Nel verbale conclusivo della riunione si legge tra l’altro che «il Mimit, sulla base di quanto emerso nella riunione in ordine all'importanza degli obiettivi di piena decarbonizzazione condivisi da tutti i rappresentanti istituzionali, dà mandato ai commissari di AdI in As affinché tali obiettivi siano recepiti nell'aggiornamento della gara in corso». Mentre l’incontro del 12 agosto è stato fissato «per consentire agli enti locali, come da loro richiesta, di riunire gli organi assembleari al fine di esprimere compiutamente le loro posizioni sul piano di decarbonizzazione e anche, eventualmente, in merito alla migliore collocazione del Polo del Dri».

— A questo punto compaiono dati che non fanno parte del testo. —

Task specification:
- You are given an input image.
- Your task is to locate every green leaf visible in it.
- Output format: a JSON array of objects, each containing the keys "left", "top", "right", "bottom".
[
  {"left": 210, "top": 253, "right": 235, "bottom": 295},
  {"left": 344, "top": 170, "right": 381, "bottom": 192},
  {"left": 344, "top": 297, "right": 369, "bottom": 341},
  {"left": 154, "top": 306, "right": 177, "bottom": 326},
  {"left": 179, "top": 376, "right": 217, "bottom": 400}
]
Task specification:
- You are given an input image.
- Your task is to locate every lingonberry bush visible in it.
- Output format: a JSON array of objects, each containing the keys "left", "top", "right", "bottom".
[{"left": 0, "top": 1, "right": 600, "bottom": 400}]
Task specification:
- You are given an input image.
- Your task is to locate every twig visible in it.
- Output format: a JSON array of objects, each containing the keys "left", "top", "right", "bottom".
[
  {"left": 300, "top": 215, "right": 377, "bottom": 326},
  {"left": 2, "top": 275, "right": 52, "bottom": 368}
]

Ieri Urso - che oggi vedrà i sindacati a Palazzo Chigi con gli altri ministri interessati per un aggiornamento della situazione - ha confermato i due scenari di decarbonizzazione previsti per il sito di Taranto: A e B. Il primo prevede tre forni elettrici, quattro Dri (uno è per Genova) e altrettanti impianti per la cattura e lo stoccaggio della CO2, con un consumo di gas, a regime nel 2033, di 5,1 miliardi di metri cubi. Il secondo, invece, riguarda solo i forni elettrici, con un consumo di gas a regime nel 2032 di 1,3-1,4 miliardi di metri cubi.
LA BOZZA
Ma per fornire 5,1 miliardi di metri cubi di gas, serve a Taranto la nave di rigassificazione, che il Comune assolutamente non vuole. E così nella bozza di accordo consegnata ieri alla valutazione degli enti locali, si legge che «poiché per l’ormeggio di una nave rigassificatrice nel porto di Taranto sono necessarie valutazioni degli enti locali anche in relazione alla valutazione di impatto ambientale», l’accordo «si riferisce a un piano di decarbonizzazione che prevede la realizzazione di tre forni elettrici. La decisione sulla localizzazione a Taranto o in altro sito del Polo Dri è rinviata a una fase successiva». Commenta Urso: «Si procederà assolutamente con la decarbonizzazione della fabbrica. Noi andiamo avanti nell’augurio di raggiungere il maggior consenso possibile sul piano di decarbonizzazione che farà della siderurgia italiana la prima, in Europa, ad acciaio green».